On April 15, the Central Bank of the Republic of Turkey instituted a new policy pursuant to which Turkish exporters will be required to sell 40% of their foreign currency revenues to the Central Bank. Reuters reports that a 50% threshold is being considered, although no such policy is instituted as of yet.
This is an increase from the 25% that was mandated in January, with the purpose of bolstering Turkey’s foreign exchange reserves, which were depleted during the lira crisis of 2021. In January, the Central Bank held only $7.55 billion of net foreign currency, a record low. The policy appears to be paying off, as the number is now approximately $18.30 billion.
As a reminder, the Turkish lira was the worst-performing currency of 2021 and lost 44% of its value. The lira crisis was in part spurred by Turkey’s current account deficit and President Recep Tayyip Erdogan's policies on combating high inflation.
Namely, Turkey has experienced high inflation rates since 2018. The prevalent economic theory is that inflation can be combated with higher interest rates. Contrary to this position, President Erdogan believes that high rates cause inflation and has pressured the Central Bank, on multiple instances, to keep the interest rates relatively low.

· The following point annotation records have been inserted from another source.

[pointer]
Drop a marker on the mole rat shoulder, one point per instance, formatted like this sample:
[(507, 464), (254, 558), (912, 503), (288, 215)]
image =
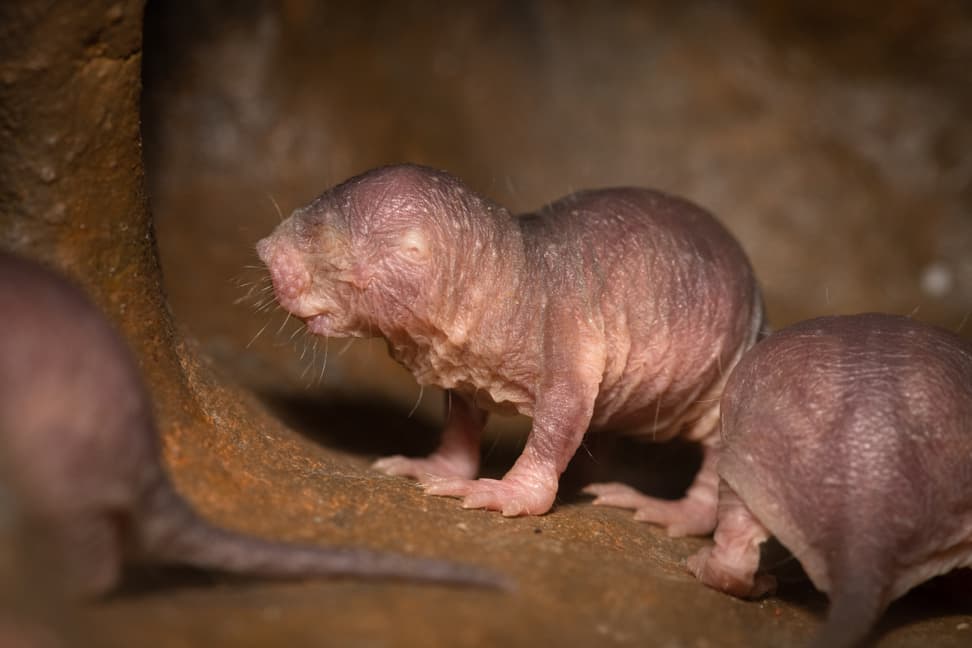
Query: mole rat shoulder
[(848, 439), (78, 447)]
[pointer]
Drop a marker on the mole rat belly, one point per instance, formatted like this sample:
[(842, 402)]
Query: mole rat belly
[(454, 368)]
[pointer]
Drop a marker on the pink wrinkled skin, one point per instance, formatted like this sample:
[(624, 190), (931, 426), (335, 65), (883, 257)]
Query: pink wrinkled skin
[(615, 308)]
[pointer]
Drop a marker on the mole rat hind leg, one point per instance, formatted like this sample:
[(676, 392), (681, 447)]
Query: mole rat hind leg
[(563, 408), (731, 565), (693, 514), (457, 456)]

Speaking at an event organized by the Turkish Union of Chambers and Commodity Exchanges in 2018, President Erdogan is quoted as saying “My belief is that interest rates are the mother of all evils. Interest rates are the cause of inflation. Inflation is a result, not a cause. We need to push down interest rates.”
Even in 2022, as annual inflation is estimated to rise above 61%, the Central Bank of the Republic of Turkey is maintaining its benchmark interest rate policy low – at 14% for the fourth month in a row.
The Turkish lira has been relatively stable for the last few months and the mandate is increasing Turkey’s foreign exchange reserves. However, inflation is still high and rising dramatically, and some experts are not convinced about the long-term stability of the lira.
Jakob Ekholdt Christensen, head of international macro and emerging markets research of the Danske Bank stated “. . . But with inflation running significantly above target with the Fed tightening and putting pressure on the refinancing of Turkey dollar loans and higher oil prices . . . I’m not so confident that the stability they’ve seen in the Turkish lira for the past months can be maintained,” according to Reuters.
We will keep you updated on the changing situation with the Turkish lira in the following months.